To make compost from your yard waste, your compost pile will need three basic categories of ingredients:

  1. Greens: These are nitrogen-rich ingredients. Greens include such things as grass clippings, fruit and vegetable scraps, coffee grounds and filters, eggshells, houseplants, green leaves, and tea bags.

  2. Browns: These are carbon-rich ingredients. Browns include such things as dead twigs, branches, sawdust, wood chips, cotton and wool rags, lint from your dryer, fireplace ash, cardboard, fur, hair, newspaper, and other paper products.

  3. Water: Too much water or too little water, and your compost pile will not work properly.
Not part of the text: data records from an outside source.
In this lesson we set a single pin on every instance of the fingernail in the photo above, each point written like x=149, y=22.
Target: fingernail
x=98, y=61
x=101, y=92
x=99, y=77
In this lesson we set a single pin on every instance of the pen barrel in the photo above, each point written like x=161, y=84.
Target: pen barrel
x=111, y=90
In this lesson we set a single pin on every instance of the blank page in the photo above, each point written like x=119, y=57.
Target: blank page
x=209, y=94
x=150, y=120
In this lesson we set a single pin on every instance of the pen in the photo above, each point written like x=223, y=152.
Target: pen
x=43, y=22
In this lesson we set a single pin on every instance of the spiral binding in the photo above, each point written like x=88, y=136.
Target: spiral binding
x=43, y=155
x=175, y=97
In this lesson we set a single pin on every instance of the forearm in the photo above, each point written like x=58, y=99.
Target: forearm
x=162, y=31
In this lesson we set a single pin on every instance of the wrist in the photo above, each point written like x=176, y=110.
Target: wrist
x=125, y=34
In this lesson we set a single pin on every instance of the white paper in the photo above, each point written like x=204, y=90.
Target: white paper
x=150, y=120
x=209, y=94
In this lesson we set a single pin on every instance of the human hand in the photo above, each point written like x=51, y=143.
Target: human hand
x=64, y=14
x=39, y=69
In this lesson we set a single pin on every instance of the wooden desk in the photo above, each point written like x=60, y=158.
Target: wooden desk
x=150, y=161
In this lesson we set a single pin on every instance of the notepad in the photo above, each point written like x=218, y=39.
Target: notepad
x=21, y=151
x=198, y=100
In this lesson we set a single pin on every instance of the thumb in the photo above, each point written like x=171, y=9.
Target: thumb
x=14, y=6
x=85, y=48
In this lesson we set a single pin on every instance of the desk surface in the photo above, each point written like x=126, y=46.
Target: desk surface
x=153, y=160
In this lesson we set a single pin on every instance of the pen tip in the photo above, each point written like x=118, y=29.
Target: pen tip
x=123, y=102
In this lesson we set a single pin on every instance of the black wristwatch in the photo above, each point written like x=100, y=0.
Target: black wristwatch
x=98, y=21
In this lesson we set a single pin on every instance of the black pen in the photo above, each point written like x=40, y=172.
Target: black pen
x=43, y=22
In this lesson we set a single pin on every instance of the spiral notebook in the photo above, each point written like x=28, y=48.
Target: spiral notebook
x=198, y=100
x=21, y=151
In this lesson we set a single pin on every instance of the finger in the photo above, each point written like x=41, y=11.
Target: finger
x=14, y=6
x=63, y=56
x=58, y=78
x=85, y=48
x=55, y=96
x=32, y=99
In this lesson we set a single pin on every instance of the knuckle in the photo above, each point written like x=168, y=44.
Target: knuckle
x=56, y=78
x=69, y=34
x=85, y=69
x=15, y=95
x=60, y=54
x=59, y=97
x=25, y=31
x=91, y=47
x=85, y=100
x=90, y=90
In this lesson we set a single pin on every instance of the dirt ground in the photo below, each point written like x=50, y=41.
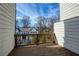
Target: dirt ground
x=48, y=49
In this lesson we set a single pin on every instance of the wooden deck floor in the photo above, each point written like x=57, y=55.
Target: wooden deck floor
x=48, y=49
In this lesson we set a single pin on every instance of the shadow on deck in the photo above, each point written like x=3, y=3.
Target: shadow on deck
x=48, y=49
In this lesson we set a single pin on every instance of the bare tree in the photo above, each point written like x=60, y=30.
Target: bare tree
x=26, y=21
x=41, y=23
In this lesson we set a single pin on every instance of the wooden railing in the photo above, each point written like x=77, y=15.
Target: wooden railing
x=21, y=39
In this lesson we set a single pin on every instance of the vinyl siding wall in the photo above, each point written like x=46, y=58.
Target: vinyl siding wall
x=67, y=30
x=7, y=28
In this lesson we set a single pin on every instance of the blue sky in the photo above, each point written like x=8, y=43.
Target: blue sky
x=34, y=10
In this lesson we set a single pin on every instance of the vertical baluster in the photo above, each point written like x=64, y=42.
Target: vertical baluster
x=21, y=40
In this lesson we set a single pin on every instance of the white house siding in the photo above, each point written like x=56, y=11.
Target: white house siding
x=7, y=28
x=67, y=30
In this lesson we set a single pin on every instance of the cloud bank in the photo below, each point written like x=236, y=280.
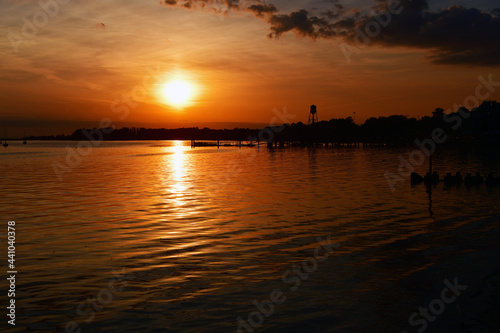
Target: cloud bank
x=454, y=35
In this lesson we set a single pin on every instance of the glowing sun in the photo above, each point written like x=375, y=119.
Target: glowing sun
x=178, y=93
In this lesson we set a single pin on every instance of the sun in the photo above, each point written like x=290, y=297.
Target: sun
x=178, y=93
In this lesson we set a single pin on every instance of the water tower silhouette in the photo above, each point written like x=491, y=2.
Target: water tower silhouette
x=313, y=115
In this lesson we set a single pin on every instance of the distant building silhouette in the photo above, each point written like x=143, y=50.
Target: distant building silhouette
x=313, y=115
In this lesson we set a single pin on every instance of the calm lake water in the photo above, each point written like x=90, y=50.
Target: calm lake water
x=160, y=237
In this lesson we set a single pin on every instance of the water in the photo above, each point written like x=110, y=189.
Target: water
x=160, y=237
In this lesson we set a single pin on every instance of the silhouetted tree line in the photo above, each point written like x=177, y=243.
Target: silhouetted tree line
x=481, y=124
x=190, y=133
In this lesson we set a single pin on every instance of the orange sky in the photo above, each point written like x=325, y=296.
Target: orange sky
x=73, y=70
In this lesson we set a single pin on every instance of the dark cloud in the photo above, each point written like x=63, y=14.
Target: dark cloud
x=455, y=35
x=261, y=9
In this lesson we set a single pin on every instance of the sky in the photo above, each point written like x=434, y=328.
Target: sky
x=68, y=64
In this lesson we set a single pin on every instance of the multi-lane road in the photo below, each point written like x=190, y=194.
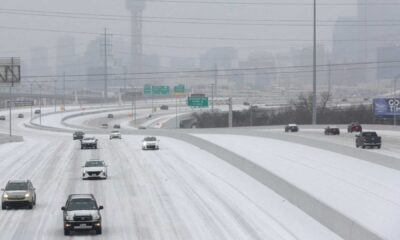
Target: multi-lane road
x=191, y=191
For best results, your compost pile should have an equal mix of browns and greens. Layer the browns and greens, and make sure you alternate sizes of items as well. Periodically turn the pile to accelerate the process. Note that if you do not hire a leaf removal service near you, leaves can be used as greens until they turn brown and dry out.

Shred or chop up large pieces such as tree branches before including them in your pile, and if you get a lot of rain, cover your compost pile with a tarp. Your pile needs moisture, but it should not get soaked regularly. Also, turn the mixture in your pile every couple of weeks to keep it well distributed and composting evenly.

What Not to Compost

When you compost, make sure not to include pet waste, diseased plants, insect-ridden plants, oils or fats, coal or charcoal ash, meat scraps or bones, yard clippings treated by pesticides, black walnut tree flowers or twigs, dairy products, or lard. These things can attract pests or add harmful bacteria or chemicals to your compost pile.

Compost Bin Options

You can either keep your compost in a contained bin or an open pile. Commercially available compost bins can keep your compost in one place, but you can also build a compost bin yourself out of lumber. 

Some containers available for purchase include cylinders that turn via hand crank. Another compost option is a vermicompost bin, a compact bin that uses worms to quickly make compost out of your food and yard scraps.